Palestinian fighters push back ISIS in Yarmouk camp
DAMASCUS: Jihadis from ISIS have lost ground to Palestinian fighters in Syria’s Yarmouk camp, Palestinian officials and a resident said Tuesday.
ISIS fighters have retreated from much of the territory they seized in the camp in southern Damascus after entering it on April 1, a resident using the pseudonym Samer told AFP.
“We haven’t even seen any Daesh members in over three days,” he said, using the Arabic acronym for ISIS.
The withdrawal was confirmed by an official from a pro-Syrian regime Palestinian faction fighting against ISIS inside the camp.
“There are intermittent but ongoing clashes between Palestinian factions and ISIS,” said Khaled Abdel-Majid, head of the Palestinian Popular Struggle Front, adding that ISIS had quit most of the neighborhoods it previously controlled.
ISIS fighters were now confined largely to the southwest of the camp, with Palestinian factions – both pro- and anti-Syrian regime – controlling most of the east and north of the camp, Palestinian sources said.
Syrian regime forces are stationed outside the camp and have maintained a tight siege around it, but Abdel-Majid said the Palestinian factions had established a “joint operations room” with government forces.
A Syrian security source in Damascus also said “the Palestinian factions have made progress and were able to recapture key points … and the operation is ongoing.”
The Palestinian forces inside the camp include the Aknaf Beit al-Maqdis group that is opposed to the regime and has fought alongside Syrian rebels.
Fighters from the Palestinian Fatah and Democratic Front for the Liberation of Palestine groups are not participating, Palestinian officials said.
Both groups have said they want Yarmouk to remain neutral and do not want to be seen as taking a side in the conflict between Syria’s government and opposition forces.
ISIS’ advance rattled residents and the Syrian government, with the country’s reconciliation minister saying a military operation would be necessary to expel the jihadis.
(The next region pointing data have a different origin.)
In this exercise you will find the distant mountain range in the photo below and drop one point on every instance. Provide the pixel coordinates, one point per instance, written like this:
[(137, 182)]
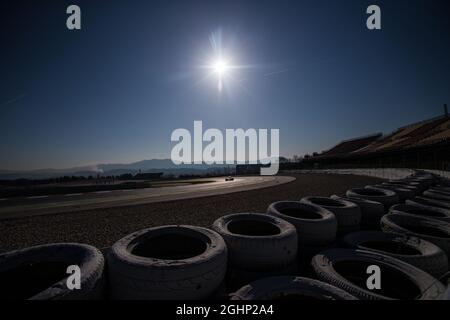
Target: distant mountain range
[(155, 165)]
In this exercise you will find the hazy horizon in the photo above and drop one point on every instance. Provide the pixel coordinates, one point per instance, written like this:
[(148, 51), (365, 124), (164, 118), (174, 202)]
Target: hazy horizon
[(114, 91)]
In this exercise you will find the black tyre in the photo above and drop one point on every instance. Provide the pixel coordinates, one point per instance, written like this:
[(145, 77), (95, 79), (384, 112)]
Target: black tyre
[(387, 197), (169, 263), (436, 195), (315, 225), (411, 188), (435, 231), (347, 269), (429, 202), (371, 212), (288, 287), (41, 272), (348, 214), (423, 211), (258, 242), (417, 252), (402, 192)]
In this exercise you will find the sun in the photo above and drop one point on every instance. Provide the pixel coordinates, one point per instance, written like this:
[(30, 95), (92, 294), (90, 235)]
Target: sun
[(220, 66)]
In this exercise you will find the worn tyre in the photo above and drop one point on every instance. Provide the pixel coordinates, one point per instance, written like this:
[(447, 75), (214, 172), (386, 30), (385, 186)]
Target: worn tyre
[(40, 272), (422, 211), (168, 263), (371, 212), (315, 225), (387, 197), (435, 231), (346, 269), (417, 252), (436, 195), (288, 287), (402, 192), (348, 214), (415, 191), (258, 242), (417, 185), (429, 202)]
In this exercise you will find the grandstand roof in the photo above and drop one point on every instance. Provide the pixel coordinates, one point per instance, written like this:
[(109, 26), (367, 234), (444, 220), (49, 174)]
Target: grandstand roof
[(423, 133), (351, 145)]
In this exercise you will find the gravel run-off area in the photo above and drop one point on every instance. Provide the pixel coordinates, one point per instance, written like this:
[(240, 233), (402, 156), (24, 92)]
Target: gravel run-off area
[(102, 227)]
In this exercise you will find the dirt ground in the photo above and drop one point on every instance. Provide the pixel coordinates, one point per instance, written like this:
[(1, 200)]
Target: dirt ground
[(103, 227)]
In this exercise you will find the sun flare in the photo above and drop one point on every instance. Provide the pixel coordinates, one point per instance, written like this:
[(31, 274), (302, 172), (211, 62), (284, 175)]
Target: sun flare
[(221, 67)]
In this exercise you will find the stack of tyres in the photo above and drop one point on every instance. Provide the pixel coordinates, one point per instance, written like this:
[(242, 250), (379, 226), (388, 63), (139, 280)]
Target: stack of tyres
[(432, 230), (415, 191), (386, 197), (259, 245), (403, 192), (40, 273), (417, 252), (316, 227), (347, 270), (168, 262), (371, 212), (348, 214), (429, 202), (289, 287), (422, 211)]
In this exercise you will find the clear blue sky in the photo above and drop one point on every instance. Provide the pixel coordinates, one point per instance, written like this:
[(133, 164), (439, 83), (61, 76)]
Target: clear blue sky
[(114, 91)]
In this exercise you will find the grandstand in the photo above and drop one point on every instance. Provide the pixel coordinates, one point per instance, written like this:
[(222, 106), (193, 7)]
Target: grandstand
[(425, 144)]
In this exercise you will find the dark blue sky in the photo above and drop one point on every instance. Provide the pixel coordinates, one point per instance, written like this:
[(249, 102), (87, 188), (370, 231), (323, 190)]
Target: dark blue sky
[(114, 91)]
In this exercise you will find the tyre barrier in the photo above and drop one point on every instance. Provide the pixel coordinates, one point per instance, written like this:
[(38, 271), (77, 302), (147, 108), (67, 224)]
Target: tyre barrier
[(168, 262), (41, 272), (415, 191), (417, 252), (387, 197), (315, 225), (435, 231), (347, 270), (288, 287), (419, 186), (371, 212), (402, 192), (347, 213), (429, 202), (259, 245), (422, 211), (436, 195), (441, 188), (439, 191), (258, 242)]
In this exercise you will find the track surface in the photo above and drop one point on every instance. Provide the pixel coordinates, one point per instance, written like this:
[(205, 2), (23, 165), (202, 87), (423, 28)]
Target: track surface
[(102, 227), (40, 205)]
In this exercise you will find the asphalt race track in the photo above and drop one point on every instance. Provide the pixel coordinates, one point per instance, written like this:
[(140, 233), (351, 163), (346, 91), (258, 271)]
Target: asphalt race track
[(40, 205)]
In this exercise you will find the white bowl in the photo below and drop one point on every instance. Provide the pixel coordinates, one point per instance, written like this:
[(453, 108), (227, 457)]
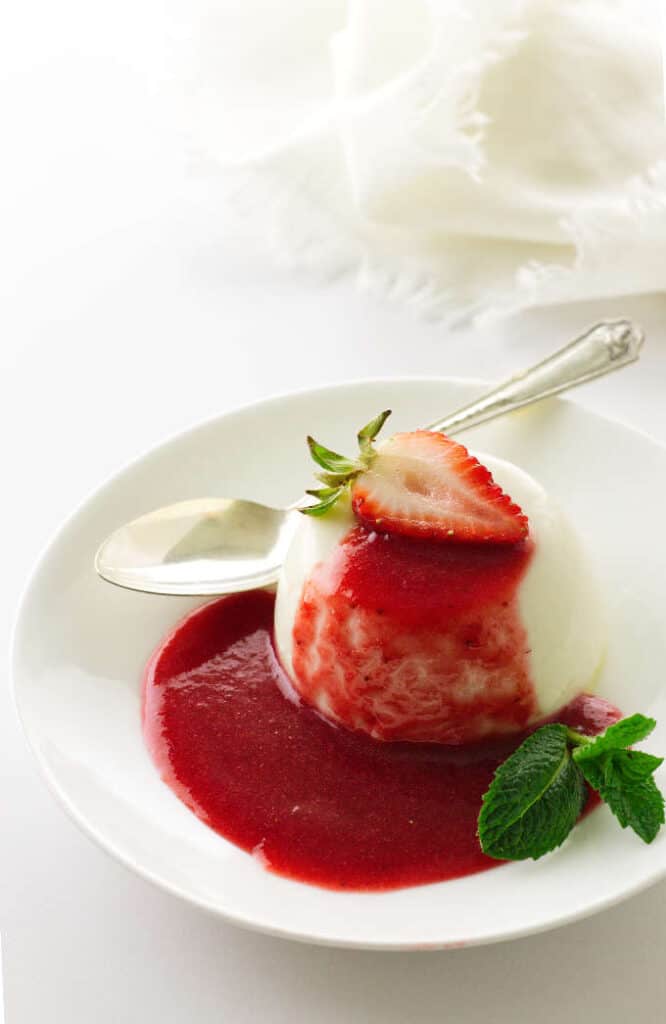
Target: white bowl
[(80, 647)]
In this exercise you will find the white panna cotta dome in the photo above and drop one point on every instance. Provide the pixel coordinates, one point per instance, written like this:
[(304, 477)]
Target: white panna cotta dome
[(558, 603)]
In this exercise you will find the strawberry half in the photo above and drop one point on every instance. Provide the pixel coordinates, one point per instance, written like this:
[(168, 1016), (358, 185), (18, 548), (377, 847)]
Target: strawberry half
[(425, 485)]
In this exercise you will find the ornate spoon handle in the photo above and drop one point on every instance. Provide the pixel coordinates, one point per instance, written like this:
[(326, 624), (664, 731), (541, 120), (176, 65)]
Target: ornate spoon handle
[(605, 347)]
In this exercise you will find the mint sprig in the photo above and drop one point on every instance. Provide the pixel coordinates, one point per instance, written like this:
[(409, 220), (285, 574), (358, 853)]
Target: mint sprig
[(539, 792), (338, 470)]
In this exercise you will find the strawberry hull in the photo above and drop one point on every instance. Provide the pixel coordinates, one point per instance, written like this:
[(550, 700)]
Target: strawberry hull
[(409, 640)]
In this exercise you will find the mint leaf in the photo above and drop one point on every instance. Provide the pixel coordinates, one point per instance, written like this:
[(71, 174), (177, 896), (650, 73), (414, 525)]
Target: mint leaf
[(534, 800), (623, 733), (623, 779)]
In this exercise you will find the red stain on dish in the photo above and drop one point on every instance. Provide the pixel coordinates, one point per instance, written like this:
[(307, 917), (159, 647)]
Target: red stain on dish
[(315, 802), (414, 640)]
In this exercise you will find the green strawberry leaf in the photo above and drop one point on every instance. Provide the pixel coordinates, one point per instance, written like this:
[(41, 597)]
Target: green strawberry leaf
[(535, 799), (623, 733), (368, 433), (327, 499), (338, 470), (331, 461)]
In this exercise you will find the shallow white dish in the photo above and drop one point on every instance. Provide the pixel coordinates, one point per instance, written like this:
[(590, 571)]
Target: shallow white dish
[(80, 647)]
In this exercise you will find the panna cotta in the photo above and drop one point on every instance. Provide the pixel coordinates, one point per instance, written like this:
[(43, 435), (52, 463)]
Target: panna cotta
[(411, 638)]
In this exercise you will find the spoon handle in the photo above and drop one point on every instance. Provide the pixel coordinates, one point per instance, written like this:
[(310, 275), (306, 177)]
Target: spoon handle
[(605, 347)]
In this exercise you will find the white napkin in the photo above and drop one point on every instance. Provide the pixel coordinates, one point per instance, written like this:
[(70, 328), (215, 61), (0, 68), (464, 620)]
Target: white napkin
[(471, 158)]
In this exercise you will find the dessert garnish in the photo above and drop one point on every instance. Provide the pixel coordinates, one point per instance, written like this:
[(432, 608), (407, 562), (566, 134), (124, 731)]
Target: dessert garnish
[(421, 484), (539, 793)]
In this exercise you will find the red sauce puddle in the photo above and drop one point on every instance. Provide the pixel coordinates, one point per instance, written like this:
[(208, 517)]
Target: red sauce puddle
[(315, 802)]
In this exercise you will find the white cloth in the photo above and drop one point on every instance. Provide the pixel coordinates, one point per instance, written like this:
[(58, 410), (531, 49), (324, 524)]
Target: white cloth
[(471, 158)]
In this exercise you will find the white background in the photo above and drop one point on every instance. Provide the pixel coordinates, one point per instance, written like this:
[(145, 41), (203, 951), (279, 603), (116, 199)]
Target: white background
[(131, 309)]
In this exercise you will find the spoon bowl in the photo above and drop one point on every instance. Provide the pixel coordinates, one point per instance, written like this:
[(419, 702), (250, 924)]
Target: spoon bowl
[(200, 547)]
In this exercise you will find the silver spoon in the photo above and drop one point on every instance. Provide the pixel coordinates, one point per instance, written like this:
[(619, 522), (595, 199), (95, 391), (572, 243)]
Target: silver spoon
[(224, 545)]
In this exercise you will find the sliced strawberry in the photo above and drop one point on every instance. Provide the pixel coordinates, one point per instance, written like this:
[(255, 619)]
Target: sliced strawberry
[(424, 484)]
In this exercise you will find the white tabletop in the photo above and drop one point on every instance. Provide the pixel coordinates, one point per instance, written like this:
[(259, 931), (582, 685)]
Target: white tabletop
[(130, 309)]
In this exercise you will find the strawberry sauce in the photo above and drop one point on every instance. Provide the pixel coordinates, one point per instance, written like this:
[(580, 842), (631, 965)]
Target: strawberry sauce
[(311, 801)]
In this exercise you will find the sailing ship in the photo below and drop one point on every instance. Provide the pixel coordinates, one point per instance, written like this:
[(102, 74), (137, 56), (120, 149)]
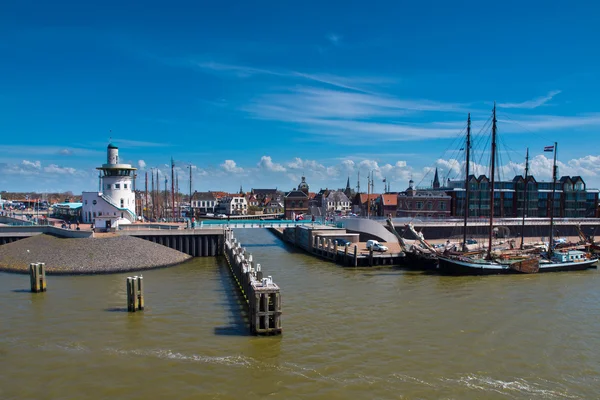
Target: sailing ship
[(420, 257), (513, 261)]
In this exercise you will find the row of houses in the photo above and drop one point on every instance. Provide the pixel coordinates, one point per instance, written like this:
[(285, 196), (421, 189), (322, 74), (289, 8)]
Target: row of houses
[(572, 199)]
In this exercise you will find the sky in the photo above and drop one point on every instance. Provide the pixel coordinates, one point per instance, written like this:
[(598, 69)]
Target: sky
[(258, 94)]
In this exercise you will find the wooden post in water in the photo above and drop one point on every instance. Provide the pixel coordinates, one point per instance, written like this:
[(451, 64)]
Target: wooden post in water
[(37, 277), (346, 254), (135, 293), (335, 249)]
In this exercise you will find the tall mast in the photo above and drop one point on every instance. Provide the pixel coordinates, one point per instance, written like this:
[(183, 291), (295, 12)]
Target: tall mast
[(492, 181), (468, 150), (551, 239), (526, 208), (146, 202), (166, 209), (191, 208), (153, 196), (172, 187), (368, 195)]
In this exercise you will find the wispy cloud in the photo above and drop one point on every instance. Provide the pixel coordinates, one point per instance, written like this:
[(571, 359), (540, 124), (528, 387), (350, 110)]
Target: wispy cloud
[(334, 39), (267, 163), (137, 143), (530, 104), (548, 122), (230, 166), (350, 114), (354, 83)]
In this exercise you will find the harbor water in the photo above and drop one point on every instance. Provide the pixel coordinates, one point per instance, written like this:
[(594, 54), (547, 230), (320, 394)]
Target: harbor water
[(364, 333)]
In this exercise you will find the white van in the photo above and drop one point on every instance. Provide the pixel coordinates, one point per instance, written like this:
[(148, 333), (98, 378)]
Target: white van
[(376, 246)]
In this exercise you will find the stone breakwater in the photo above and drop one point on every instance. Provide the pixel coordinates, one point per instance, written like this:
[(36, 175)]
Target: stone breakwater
[(87, 256)]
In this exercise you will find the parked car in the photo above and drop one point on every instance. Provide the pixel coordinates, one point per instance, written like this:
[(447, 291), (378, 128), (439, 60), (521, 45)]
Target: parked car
[(342, 242), (379, 247), (376, 246)]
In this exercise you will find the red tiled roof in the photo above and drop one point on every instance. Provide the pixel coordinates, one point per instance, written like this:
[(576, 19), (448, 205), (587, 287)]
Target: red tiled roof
[(364, 197), (390, 199)]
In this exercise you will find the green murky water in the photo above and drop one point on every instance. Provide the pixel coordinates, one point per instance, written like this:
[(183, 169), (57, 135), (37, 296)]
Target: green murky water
[(360, 334)]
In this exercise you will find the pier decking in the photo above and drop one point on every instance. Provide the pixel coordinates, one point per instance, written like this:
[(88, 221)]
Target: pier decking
[(320, 242)]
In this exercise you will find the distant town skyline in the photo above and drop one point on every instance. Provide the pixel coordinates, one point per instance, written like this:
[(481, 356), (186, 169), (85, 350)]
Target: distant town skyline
[(258, 96)]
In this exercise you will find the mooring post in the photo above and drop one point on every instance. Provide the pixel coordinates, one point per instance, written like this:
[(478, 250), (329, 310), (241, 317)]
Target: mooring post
[(135, 293), (37, 277), (140, 294), (335, 249), (346, 254), (130, 301)]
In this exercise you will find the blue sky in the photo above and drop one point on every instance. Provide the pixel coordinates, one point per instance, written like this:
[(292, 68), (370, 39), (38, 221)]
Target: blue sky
[(258, 93)]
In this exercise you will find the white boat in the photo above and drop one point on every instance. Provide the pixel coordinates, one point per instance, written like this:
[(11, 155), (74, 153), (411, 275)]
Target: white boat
[(567, 260)]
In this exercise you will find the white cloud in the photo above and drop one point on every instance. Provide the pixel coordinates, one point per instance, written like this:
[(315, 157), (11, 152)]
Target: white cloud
[(55, 169), (334, 39), (534, 103), (267, 163), (231, 167), (31, 164), (546, 122)]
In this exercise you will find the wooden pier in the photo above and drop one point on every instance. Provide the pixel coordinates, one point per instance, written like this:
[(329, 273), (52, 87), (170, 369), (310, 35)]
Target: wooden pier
[(321, 243), (37, 277), (261, 294), (135, 293)]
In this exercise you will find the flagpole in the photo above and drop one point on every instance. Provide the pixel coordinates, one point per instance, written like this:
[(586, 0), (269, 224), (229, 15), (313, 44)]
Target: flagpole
[(551, 238)]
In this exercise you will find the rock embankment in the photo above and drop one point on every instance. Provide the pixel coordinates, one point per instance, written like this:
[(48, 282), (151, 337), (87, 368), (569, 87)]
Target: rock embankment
[(87, 256)]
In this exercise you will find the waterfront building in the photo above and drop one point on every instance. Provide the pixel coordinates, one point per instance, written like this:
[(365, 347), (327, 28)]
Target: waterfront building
[(417, 203), (387, 204), (232, 205), (296, 201), (571, 198), (204, 202), (364, 202), (261, 194), (70, 212), (114, 202)]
The extremist group’s entrance into Yarmouk plunged the district into further hardship, exacerbating already-dire conditions caused by a government siege lasting more than 18 months.
Once home to some 160,000 Palestinian and some Syrian residents, Yarmouk’s population had shrunk to just 18,000 by the time ISIS entered the camp.
According to Palestinian sources, some 2,500 civilians have managed to escape the camp, but aid agencies and the United Nations have warned of a serious humanitarian crisis and urged all parties to allow the creation of a humanitarian corridor.
In Aleppo, the Nusra Front and other Islamic battalions retreated from a school in the Jam’ia al-Zahraa neighborhood, after taking control of it Monday, the Syrian Observatory for Human Rights, an anti-regime monitoring group, reported.
Clashes in the area killed 20 regime soldiers and 13 rebels, the Observatory added.
Barrel bombs were dropped by the regime elsewhere in Aleppoprovince, killing at least two, and injuring others, it also reported.
Also Tuesday, Human Rights Watch said eyewitness accounts and evidence collected from northwestern Syria “strongly” suggest regime forces dropped toxic chemicals on civilians several times last month.
A high-ranking Syrian security official denied the claim, saying the accusations were “lies the insurgents say when they incur losses.”
Human Rights Watch said the chemicals appeared to have been packed into crude explosives-filled barrels that were dropped by military helicopter on rebel-held areas during heavy fighting for the city of Idlib.
“Evidence strongly suggests that Syrian government forces used toxic chemicals in several barrel bomb attacks in Idlib governorate between March 16 and 31, 2015,” the New York-based group said.
It called on the U.N. Security Council to investigate what would be a breach of both its own resolutions and Damascus’s obligations under the Chemical Weapons Convention.
HRW said it had investigated six reported attacks in Idlib and villages outside, collecting evidence from rescue workers and other civilians that provided a compelling case in three of them. The most conclusive evidence came from a March 16 attack on the village of Sarmeen, which left a family of six, including three children, dead, and an attack on Idlib city on March 31.
“The children were foaming at the mouth, they were suffocating, then their hearts stopped,” said Leith Fares, a rescue worker in Sarmeen.
HRW said that it could not conclusively establish the chemical used although volunteers from the Syrian Civil Defense said they found remnants of barrel bombs at attack sites and smelled chlorine gas on victims’ clothes.
The Syrian security official told AFP these were “lies” that armed rebels spread to “explain their failures to their funders.”
“If the army used chemical weapons or chlorine gas every time they say it did, those people would have been completely wiped out by now,” he said.
The world’s chemical weapons watchdog already expressed “serious concern” on March 25 regarding the reported use of toxic agents in Idlib province.
In January, it reported the use of chlorine gas in three attacks on three Syrian villages last year.
The Organization for the Prohibition of Chemical Weapons did not attribute responsibility for those attacks, although its report cited witnesses saying they heard helicopters, which only the regime possesses.